I have been thinking about why we even bothered to have a burger and a beer together. Since each of us retired, our lives have taken different trajectories. Some guys travel now and take trips to Myrtle Beach or Pensacola. Some of my former coworkers help to care for their grandchildren, although perhaps not as much as I do. I am raising my grandson fulltime. Some of the men have medical issues like bad backs or damaged shoulders, injuries that are the long-term results of the work they day after day for years. Some have spouses who are hurting. One man’s wife struggles with diabetes and is waiting for a kidney transplant. The one thing we all have in common is that mortality is daily becoming more real. Time is short.
For most of these guys, retirement is their second act. They spent decades working at the same trucking company that I did. Now, that part of their lives is over. For me, retirement is more like a third act. I was an Army officer before I joined the corporate world. In any case, we are all trying to decide on what we really want to do with our remaining years. We are also trying to make sense of the years that have gone by.
We spent a lot of timing talking about the old days. I don’t say “good old days”, because they weren’t. They were just different. The company was much smaller when we started working there. Things were up close and personal. Emotions flared and people yelled. I know I did. However, we all knew something about each other’s lives outside of the workplace. The environment was often tense and stressful, but it was also deeply human. As far as I can tell, the employees at that company are now just cogs in an impersonal wheel. They are ciphers and they are totally replaceable.
What is the value of reminiscing? It isn’t nostalgia. It is more a matter of reassuring each other that these events actually happened. It is a clumsy but cooperative effort at coming to terms with what we did with what were perhaps the best years of our lives. Was it all worth it? Did it make any sense?
In a sense, all seven of us are survivors. We spoke of many people in the past tense. A lot of the folks we knew are gone, in a permanent way. Some of them died shortly after retirement. Some of them never even made it to retirement. Heart disease or alcoholism or cancer cut them down before they had a chance to look back on their lives. We are blessed in that, even with our struggles, we can still carry on. We still have the opportunity to start anew.
My father eventually stopped going to his breakfast meetings.
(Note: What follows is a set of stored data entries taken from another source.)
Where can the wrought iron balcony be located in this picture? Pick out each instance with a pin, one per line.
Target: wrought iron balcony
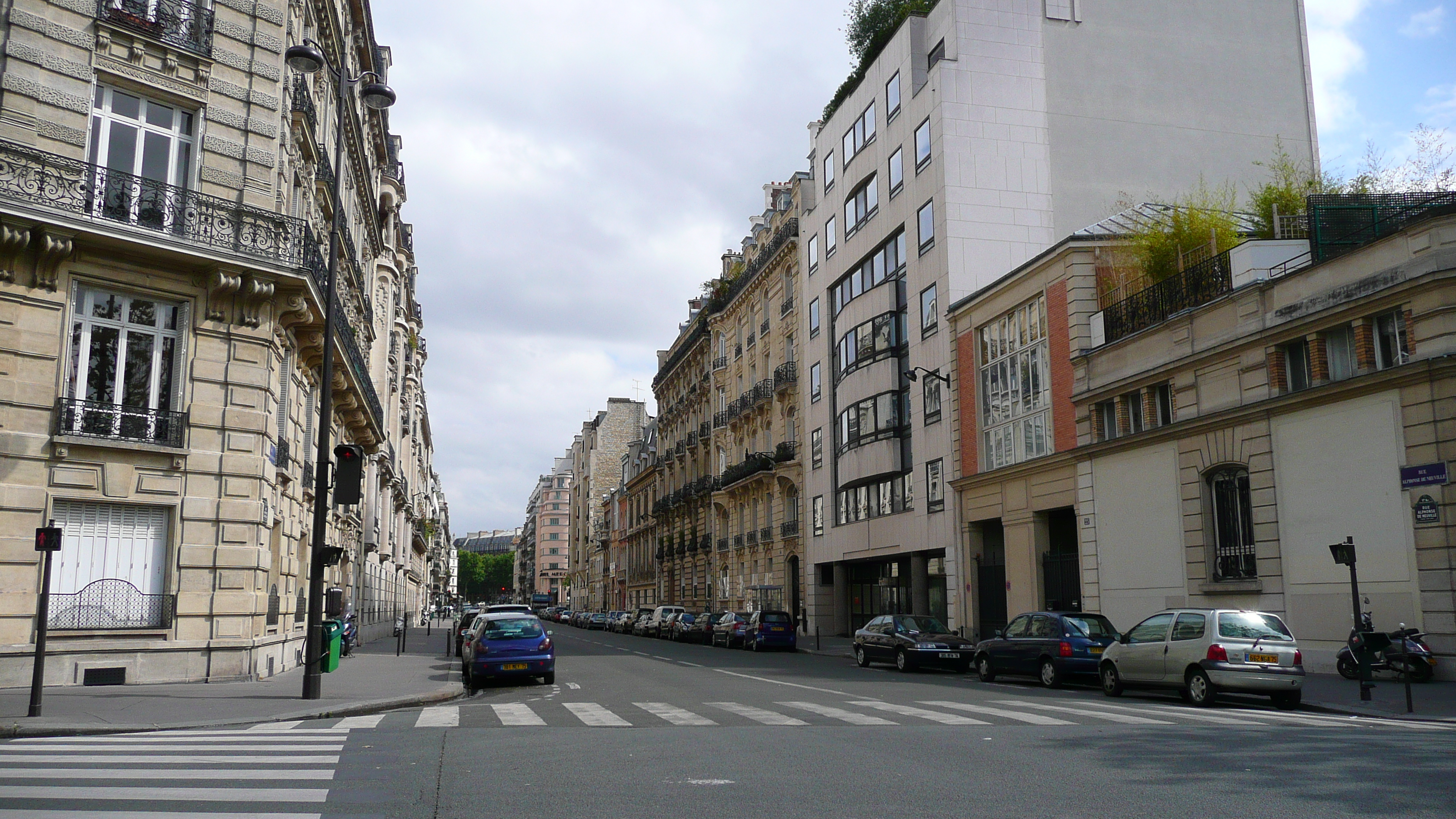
(116, 422)
(108, 606)
(303, 102)
(787, 451)
(92, 192)
(177, 22)
(785, 375)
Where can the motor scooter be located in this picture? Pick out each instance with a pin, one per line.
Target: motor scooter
(1416, 658)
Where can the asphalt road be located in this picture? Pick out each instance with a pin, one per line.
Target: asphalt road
(644, 729)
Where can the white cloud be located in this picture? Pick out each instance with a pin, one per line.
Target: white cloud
(1334, 56)
(1426, 24)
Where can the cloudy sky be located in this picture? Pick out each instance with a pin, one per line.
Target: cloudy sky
(577, 168)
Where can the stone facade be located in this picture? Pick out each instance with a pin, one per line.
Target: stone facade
(161, 339)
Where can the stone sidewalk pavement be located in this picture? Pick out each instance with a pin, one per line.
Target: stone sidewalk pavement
(373, 679)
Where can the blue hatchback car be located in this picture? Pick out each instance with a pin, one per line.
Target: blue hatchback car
(1049, 646)
(769, 630)
(509, 644)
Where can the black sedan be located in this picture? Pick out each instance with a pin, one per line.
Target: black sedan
(912, 642)
(1050, 646)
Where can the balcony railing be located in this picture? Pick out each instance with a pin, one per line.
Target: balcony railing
(785, 375)
(108, 606)
(116, 422)
(175, 22)
(104, 194)
(1154, 305)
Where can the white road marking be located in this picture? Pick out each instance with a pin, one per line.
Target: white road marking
(781, 682)
(852, 718)
(675, 714)
(188, 748)
(758, 714)
(518, 714)
(164, 774)
(439, 718)
(596, 716)
(210, 758)
(1022, 716)
(1107, 716)
(277, 726)
(174, 795)
(922, 713)
(368, 722)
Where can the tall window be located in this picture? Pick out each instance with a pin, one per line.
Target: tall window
(927, 222)
(123, 359)
(1015, 390)
(143, 148)
(1232, 524)
(934, 486)
(929, 315)
(922, 145)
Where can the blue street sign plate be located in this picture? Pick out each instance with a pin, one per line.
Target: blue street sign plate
(1423, 476)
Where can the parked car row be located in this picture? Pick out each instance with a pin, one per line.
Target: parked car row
(755, 631)
(1194, 652)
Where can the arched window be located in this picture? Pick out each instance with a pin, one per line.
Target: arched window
(1232, 524)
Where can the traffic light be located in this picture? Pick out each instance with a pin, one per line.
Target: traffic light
(349, 474)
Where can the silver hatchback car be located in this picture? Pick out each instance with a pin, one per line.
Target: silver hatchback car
(1203, 652)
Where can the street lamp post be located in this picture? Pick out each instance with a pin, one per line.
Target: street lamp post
(308, 59)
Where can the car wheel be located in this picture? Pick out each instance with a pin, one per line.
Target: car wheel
(985, 669)
(1286, 700)
(1050, 677)
(903, 661)
(1111, 681)
(1348, 668)
(1200, 688)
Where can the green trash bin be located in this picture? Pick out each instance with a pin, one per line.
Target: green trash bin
(332, 640)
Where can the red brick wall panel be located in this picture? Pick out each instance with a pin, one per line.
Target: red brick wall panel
(1059, 347)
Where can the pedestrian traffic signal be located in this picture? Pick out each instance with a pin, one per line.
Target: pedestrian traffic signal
(49, 538)
(349, 474)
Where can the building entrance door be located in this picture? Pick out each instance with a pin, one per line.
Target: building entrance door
(990, 579)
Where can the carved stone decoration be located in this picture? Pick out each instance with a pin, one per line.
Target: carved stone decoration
(14, 241)
(252, 295)
(52, 250)
(222, 285)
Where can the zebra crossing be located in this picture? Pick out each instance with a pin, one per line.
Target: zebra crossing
(280, 770)
(797, 713)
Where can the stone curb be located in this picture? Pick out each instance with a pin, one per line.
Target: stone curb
(346, 710)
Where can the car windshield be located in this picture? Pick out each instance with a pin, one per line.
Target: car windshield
(924, 624)
(1091, 626)
(513, 629)
(1253, 626)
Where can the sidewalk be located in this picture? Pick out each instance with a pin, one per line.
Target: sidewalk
(1323, 691)
(373, 679)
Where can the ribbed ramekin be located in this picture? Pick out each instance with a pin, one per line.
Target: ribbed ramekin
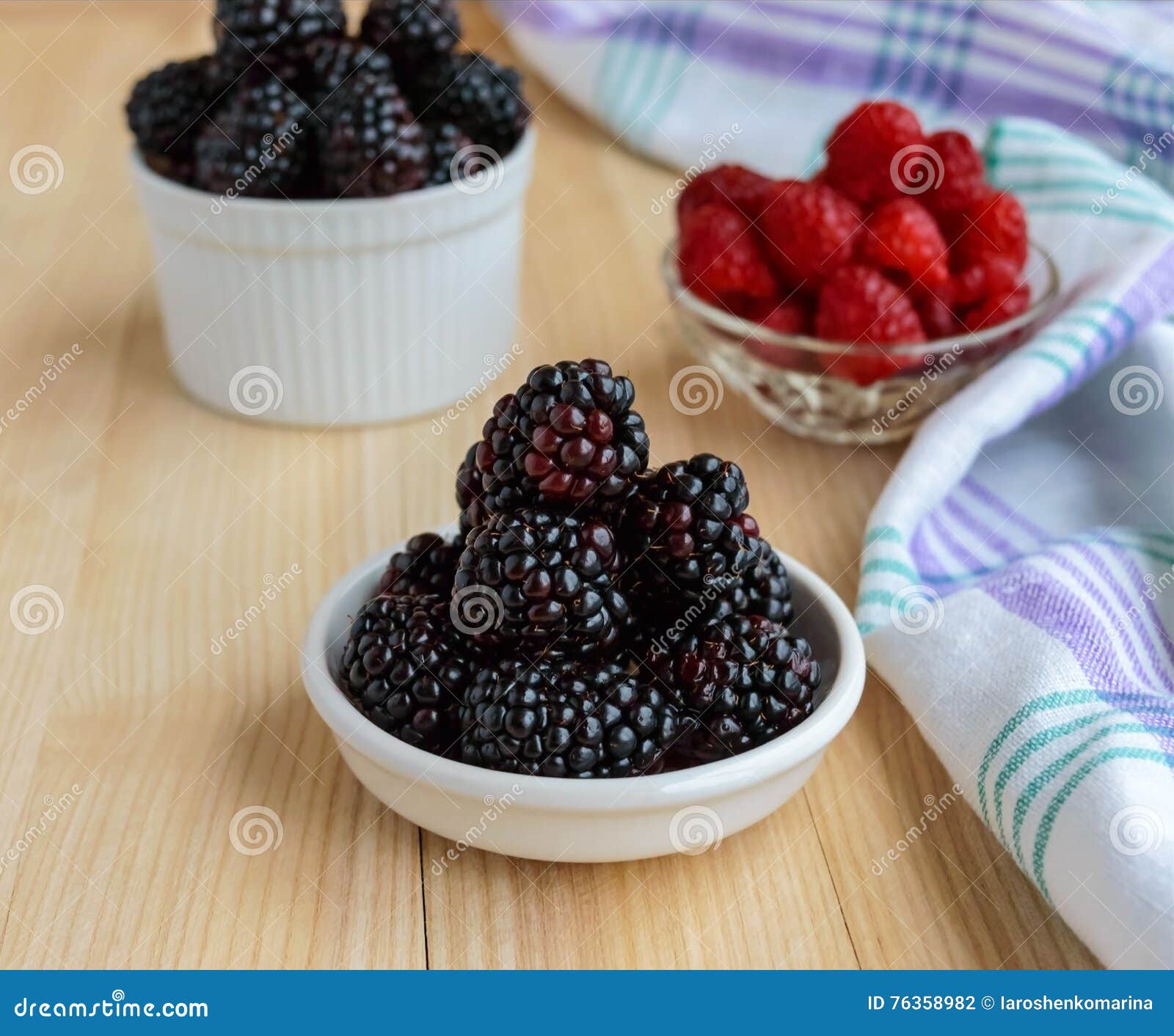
(332, 313)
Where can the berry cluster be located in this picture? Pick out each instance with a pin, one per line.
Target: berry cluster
(291, 106)
(593, 618)
(897, 241)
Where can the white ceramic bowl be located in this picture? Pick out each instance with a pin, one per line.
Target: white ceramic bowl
(586, 820)
(349, 312)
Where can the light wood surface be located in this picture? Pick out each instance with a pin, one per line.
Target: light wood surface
(158, 523)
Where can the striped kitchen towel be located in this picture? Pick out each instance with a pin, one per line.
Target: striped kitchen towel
(1018, 571)
(763, 81)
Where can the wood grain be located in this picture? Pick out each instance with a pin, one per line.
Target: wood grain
(158, 524)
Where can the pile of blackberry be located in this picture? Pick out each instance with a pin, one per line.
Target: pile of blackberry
(291, 106)
(592, 618)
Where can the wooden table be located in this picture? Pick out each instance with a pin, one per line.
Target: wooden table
(150, 525)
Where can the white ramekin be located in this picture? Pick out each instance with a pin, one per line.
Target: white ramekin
(349, 312)
(586, 821)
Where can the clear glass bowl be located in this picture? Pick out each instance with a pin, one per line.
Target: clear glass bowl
(784, 375)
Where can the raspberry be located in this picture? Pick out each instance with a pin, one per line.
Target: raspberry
(863, 147)
(719, 256)
(901, 235)
(986, 277)
(732, 186)
(860, 304)
(960, 181)
(790, 316)
(938, 320)
(998, 308)
(993, 225)
(809, 230)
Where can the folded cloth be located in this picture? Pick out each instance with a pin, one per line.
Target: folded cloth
(763, 81)
(1018, 572)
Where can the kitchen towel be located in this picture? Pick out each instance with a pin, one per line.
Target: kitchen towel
(1018, 571)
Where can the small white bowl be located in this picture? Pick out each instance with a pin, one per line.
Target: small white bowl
(346, 312)
(586, 821)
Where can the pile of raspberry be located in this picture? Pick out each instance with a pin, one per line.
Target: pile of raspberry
(898, 240)
(291, 106)
(594, 618)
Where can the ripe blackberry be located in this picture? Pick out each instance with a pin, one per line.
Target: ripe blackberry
(469, 494)
(414, 32)
(743, 680)
(565, 721)
(258, 146)
(567, 438)
(426, 565)
(376, 147)
(766, 588)
(166, 113)
(549, 582)
(445, 141)
(332, 62)
(405, 666)
(481, 97)
(688, 531)
(252, 29)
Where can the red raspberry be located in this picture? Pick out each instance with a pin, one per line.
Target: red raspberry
(863, 153)
(809, 230)
(988, 277)
(719, 258)
(937, 318)
(901, 235)
(962, 172)
(998, 308)
(864, 365)
(992, 225)
(790, 316)
(732, 186)
(861, 304)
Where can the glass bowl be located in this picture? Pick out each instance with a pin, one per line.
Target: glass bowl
(787, 379)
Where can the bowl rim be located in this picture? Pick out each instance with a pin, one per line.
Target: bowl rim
(519, 156)
(616, 795)
(748, 329)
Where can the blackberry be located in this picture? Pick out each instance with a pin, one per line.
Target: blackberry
(565, 721)
(567, 438)
(414, 32)
(426, 565)
(258, 146)
(376, 147)
(445, 141)
(549, 582)
(166, 113)
(481, 97)
(252, 29)
(405, 666)
(332, 62)
(469, 494)
(743, 682)
(690, 533)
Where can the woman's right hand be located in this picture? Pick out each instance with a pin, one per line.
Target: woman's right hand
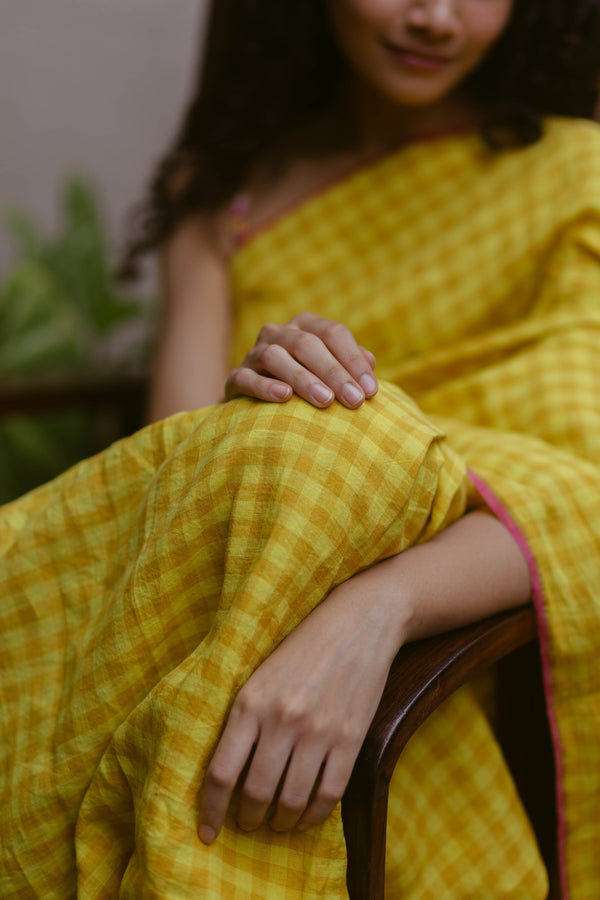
(316, 358)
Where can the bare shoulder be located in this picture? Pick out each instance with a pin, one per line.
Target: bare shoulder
(274, 190)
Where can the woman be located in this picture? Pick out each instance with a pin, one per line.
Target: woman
(258, 565)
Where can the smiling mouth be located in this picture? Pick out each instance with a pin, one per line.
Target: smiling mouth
(414, 59)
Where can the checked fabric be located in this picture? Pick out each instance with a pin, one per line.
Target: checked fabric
(140, 589)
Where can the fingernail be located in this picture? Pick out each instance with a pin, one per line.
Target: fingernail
(280, 391)
(352, 395)
(207, 834)
(321, 394)
(368, 384)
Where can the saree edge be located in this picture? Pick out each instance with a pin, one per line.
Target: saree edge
(537, 592)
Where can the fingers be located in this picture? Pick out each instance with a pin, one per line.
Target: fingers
(331, 787)
(340, 343)
(316, 358)
(232, 753)
(318, 367)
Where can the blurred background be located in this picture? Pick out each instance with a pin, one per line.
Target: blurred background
(90, 86)
(91, 92)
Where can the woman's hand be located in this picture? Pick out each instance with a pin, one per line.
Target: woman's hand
(316, 358)
(300, 719)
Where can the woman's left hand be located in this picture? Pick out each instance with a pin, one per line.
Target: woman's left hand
(300, 719)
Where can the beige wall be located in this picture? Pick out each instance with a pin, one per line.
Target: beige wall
(90, 85)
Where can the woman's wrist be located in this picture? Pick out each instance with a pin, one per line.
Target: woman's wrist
(469, 571)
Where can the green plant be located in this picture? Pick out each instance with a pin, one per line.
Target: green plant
(60, 311)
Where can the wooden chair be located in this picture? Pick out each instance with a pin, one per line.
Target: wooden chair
(422, 676)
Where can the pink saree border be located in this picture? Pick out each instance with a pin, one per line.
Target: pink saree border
(544, 635)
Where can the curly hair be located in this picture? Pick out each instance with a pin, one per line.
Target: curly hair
(271, 65)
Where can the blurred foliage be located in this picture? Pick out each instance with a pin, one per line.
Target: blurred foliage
(60, 311)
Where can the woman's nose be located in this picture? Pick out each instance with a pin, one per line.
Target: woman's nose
(439, 17)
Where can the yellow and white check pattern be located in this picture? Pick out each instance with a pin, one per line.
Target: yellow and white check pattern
(141, 588)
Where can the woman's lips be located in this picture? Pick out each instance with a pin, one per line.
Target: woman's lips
(413, 59)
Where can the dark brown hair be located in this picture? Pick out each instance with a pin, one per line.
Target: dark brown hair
(272, 64)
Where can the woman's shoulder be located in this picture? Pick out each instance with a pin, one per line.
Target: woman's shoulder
(572, 145)
(562, 166)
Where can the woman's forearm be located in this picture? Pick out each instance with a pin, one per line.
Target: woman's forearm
(471, 570)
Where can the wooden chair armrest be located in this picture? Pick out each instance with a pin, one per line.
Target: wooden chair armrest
(421, 677)
(122, 390)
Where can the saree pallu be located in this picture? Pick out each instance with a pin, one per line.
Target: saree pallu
(142, 588)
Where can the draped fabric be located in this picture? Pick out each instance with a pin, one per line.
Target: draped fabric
(140, 589)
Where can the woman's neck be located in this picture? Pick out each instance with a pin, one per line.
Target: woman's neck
(377, 124)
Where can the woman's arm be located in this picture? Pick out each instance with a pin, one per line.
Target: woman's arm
(303, 715)
(191, 362)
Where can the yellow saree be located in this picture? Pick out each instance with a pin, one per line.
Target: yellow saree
(140, 589)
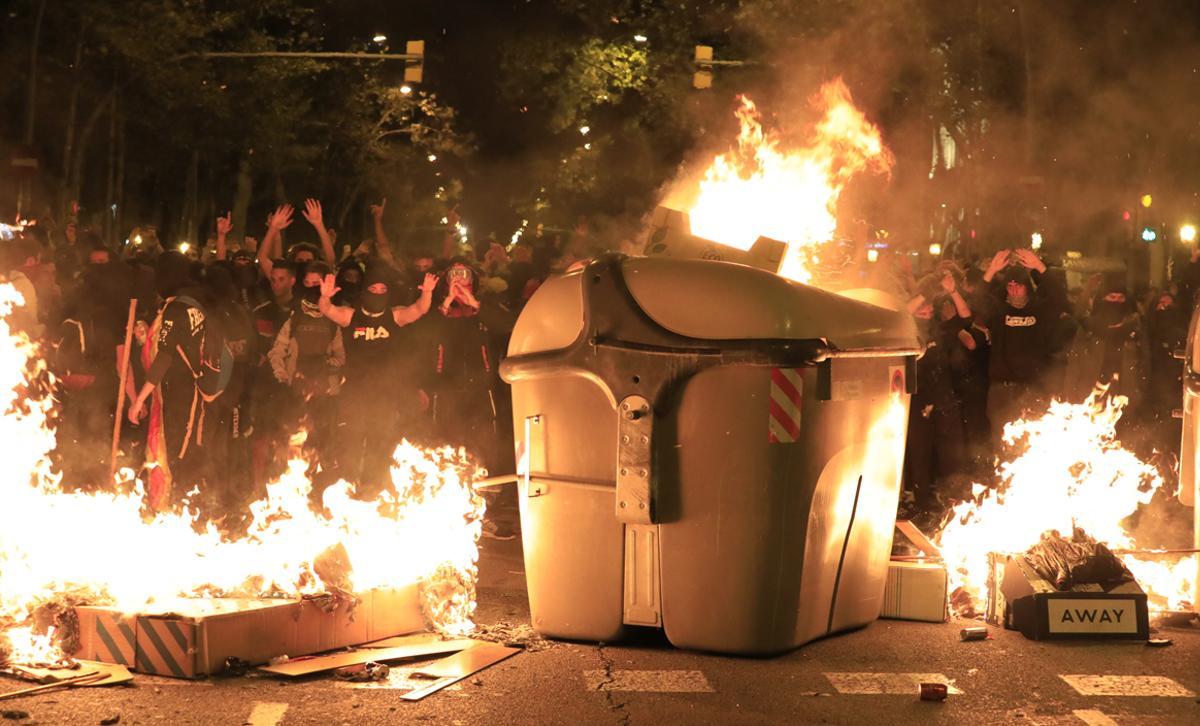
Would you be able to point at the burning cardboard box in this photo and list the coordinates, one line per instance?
(191, 639)
(1021, 599)
(917, 586)
(671, 237)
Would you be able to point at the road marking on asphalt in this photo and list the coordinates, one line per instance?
(1126, 685)
(893, 684)
(651, 682)
(267, 713)
(1093, 718)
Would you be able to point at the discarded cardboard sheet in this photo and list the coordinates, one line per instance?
(192, 639)
(417, 639)
(112, 673)
(85, 678)
(451, 670)
(305, 666)
(473, 659)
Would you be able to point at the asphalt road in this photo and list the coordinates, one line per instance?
(1003, 681)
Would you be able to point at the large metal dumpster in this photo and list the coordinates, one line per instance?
(709, 449)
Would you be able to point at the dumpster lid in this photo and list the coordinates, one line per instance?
(718, 300)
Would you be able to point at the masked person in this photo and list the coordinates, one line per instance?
(268, 420)
(307, 357)
(227, 426)
(935, 454)
(463, 403)
(183, 375)
(379, 397)
(244, 274)
(1019, 331)
(87, 358)
(1110, 349)
(349, 283)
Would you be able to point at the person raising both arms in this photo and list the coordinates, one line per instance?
(377, 403)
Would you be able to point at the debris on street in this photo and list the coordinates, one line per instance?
(520, 635)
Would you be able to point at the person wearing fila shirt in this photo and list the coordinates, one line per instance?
(375, 400)
(1019, 331)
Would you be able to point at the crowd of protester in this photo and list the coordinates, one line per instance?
(235, 347)
(238, 347)
(1006, 336)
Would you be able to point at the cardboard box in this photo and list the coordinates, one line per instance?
(917, 586)
(191, 639)
(916, 591)
(1032, 605)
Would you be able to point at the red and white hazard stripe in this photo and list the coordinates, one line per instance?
(784, 426)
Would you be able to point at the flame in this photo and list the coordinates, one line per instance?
(1072, 472)
(789, 195)
(99, 547)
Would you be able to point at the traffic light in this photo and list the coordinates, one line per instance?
(414, 66)
(703, 76)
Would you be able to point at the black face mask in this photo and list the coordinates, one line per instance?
(1108, 312)
(245, 276)
(375, 303)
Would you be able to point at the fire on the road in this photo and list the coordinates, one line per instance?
(99, 547)
(1072, 471)
(762, 189)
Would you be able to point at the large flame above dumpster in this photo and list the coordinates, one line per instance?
(765, 189)
(64, 545)
(1071, 472)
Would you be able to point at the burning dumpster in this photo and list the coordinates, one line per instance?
(708, 449)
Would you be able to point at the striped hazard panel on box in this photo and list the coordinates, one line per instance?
(115, 639)
(784, 425)
(166, 647)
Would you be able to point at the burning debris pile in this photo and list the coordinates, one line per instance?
(765, 189)
(1069, 474)
(67, 546)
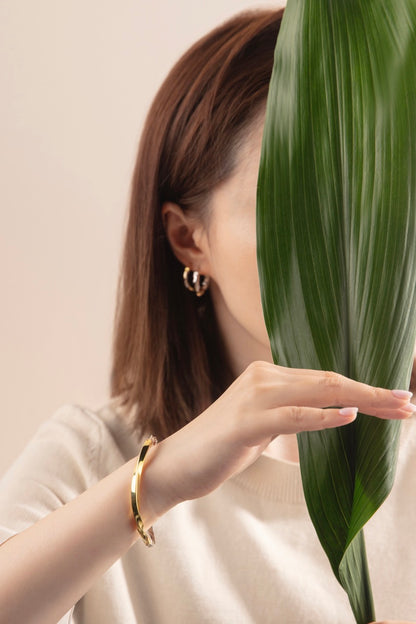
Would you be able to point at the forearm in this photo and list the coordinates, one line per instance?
(50, 566)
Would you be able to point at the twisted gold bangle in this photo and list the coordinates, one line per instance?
(147, 536)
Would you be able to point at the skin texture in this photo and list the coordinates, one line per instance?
(73, 546)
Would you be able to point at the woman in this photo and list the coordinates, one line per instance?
(192, 365)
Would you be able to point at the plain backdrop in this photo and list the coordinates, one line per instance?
(76, 79)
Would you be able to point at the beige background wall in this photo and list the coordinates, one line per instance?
(76, 79)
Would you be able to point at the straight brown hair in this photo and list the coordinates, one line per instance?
(169, 362)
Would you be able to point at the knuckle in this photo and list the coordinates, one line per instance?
(378, 396)
(332, 382)
(296, 414)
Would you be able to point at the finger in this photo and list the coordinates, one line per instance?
(394, 414)
(331, 389)
(294, 419)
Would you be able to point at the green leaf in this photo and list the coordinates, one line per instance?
(336, 228)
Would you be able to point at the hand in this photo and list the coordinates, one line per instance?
(263, 402)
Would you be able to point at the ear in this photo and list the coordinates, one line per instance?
(187, 238)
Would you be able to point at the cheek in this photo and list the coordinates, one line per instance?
(236, 275)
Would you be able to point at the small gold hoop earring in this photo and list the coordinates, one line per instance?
(195, 282)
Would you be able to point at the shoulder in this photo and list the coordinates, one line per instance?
(71, 451)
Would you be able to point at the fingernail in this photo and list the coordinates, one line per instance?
(348, 411)
(402, 394)
(408, 408)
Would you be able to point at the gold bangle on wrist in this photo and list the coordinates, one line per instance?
(147, 536)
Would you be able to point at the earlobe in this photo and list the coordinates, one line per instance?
(182, 231)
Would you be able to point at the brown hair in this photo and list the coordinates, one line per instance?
(169, 362)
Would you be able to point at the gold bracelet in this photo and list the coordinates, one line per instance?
(147, 536)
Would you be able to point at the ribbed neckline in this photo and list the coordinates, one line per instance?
(273, 479)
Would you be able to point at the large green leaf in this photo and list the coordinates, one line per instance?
(336, 227)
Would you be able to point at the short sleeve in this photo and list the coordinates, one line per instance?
(57, 465)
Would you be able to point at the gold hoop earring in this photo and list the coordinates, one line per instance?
(195, 282)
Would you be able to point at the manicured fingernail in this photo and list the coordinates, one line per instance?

Maybe he lost interest. Maybe some of his friends moved away. He did. Maybe some of his coworkers got too sick to join with him. Little by little, they all left. I think my dad was the last man standing. He outlived them all.
It’s odd, now that our professional work is done, we still come together. In a way, we need each now more than when we did all those years ago.
No matter the phase of life, brother. Steel still sharpens steel. God Bless, Frank!!